Audit Report Findings
The Findings section should present exactly what was found in each step of the diagnostic process. For example, what types of power quality problems or disturbances were found, and where. Include specific information to help the reader understand what was done. Photos and references to specific points on wiring diagrams or facility layouts are helpful.
This section is also a good place to discuss the estimates made by facility personnel of the actual or estimated cost associated with each identified problem. This information is valuable in establishing a cost/benefit analysis and demonstrating the value of problem mitigation. This is particularly true if the solution to a specific problem involves the outlay of capital funds.
Audit Report Conclusions
The Conclusions and Recommendations section may be organized by each conclusion drawn from the diagnostic work. In this structure the rationale for each conclusion is stated, then, a specific recommendation is made. Each conclusion should state the cause of the problem, and its relative impact and importance.
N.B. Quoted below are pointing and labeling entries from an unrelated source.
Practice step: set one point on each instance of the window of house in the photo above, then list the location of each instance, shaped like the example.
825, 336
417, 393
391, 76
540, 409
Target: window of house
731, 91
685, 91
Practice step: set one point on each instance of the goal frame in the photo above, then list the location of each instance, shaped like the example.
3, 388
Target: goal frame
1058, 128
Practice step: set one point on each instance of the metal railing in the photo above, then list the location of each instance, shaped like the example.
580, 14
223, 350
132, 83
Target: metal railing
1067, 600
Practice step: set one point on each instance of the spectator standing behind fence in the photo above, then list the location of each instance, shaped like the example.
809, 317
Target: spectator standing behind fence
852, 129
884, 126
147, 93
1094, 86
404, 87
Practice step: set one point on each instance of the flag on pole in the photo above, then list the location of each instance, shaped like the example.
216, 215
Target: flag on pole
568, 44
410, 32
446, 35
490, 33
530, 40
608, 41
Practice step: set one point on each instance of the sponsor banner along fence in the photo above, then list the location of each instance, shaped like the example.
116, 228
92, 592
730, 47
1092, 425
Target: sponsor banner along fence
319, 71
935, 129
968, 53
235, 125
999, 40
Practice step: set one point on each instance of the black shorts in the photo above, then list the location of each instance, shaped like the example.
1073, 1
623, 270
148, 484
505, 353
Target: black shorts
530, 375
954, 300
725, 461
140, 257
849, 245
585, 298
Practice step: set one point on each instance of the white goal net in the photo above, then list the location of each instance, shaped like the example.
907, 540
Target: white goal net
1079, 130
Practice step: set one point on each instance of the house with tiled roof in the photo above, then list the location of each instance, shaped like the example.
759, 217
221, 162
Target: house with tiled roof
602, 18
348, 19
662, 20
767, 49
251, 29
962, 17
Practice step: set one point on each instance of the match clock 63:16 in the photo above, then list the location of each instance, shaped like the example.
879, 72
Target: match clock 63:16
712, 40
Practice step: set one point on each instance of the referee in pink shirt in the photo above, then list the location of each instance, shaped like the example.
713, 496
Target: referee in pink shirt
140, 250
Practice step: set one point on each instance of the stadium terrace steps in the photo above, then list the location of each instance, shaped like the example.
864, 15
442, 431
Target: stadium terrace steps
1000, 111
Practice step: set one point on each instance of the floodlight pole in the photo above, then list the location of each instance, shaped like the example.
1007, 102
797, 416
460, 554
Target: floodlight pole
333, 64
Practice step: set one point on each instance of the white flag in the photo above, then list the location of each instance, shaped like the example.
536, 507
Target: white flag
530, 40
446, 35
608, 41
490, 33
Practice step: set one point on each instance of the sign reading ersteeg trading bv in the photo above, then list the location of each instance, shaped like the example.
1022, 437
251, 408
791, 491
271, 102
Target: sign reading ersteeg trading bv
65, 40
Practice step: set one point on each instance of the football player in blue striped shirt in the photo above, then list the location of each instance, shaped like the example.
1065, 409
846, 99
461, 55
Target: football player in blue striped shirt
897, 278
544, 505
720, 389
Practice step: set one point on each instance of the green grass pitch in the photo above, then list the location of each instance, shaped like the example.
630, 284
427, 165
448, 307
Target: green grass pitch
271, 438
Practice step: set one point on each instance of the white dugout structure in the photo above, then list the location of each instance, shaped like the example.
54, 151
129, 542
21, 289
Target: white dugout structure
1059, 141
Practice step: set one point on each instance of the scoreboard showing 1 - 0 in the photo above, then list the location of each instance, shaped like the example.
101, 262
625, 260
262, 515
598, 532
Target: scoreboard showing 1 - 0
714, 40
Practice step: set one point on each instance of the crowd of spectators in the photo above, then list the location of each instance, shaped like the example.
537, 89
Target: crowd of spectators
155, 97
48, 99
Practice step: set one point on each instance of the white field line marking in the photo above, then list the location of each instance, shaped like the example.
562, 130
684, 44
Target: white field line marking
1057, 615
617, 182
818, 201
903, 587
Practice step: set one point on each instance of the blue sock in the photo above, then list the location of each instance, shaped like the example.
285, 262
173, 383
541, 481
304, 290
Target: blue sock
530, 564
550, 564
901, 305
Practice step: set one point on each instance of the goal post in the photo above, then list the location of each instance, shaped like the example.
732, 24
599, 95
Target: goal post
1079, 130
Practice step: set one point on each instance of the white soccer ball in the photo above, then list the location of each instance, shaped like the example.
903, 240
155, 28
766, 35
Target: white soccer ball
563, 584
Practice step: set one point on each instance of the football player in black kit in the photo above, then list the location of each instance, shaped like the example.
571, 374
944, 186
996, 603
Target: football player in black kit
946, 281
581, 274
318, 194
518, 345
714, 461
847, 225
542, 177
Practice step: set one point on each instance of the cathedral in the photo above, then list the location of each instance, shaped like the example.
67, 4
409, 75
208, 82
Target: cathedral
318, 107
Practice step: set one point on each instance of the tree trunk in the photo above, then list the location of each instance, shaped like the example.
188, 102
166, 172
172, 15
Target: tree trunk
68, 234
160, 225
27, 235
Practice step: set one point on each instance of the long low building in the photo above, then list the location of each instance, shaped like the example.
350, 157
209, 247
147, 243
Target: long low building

Recommendations, particularly conclusions, should be described completely, and leave no ambiguity about what actions should be undertaken. In the event that more than one corrective action is applicable, provide guidance for the order in which the recommendations should be implemented. Also, indicate what should be expected when each recommendation is implemented.
If additional follow-ups are needed, these should appear as recommendations in the report. Also, be sure to include a cost/benefit analysis for each recommendation, where appropriate. Place extra graphs and data tables in the appendix. Also, a glossary of terms should be put in the Appendix, when necessary, to help the reader unfamiliar with technical terms.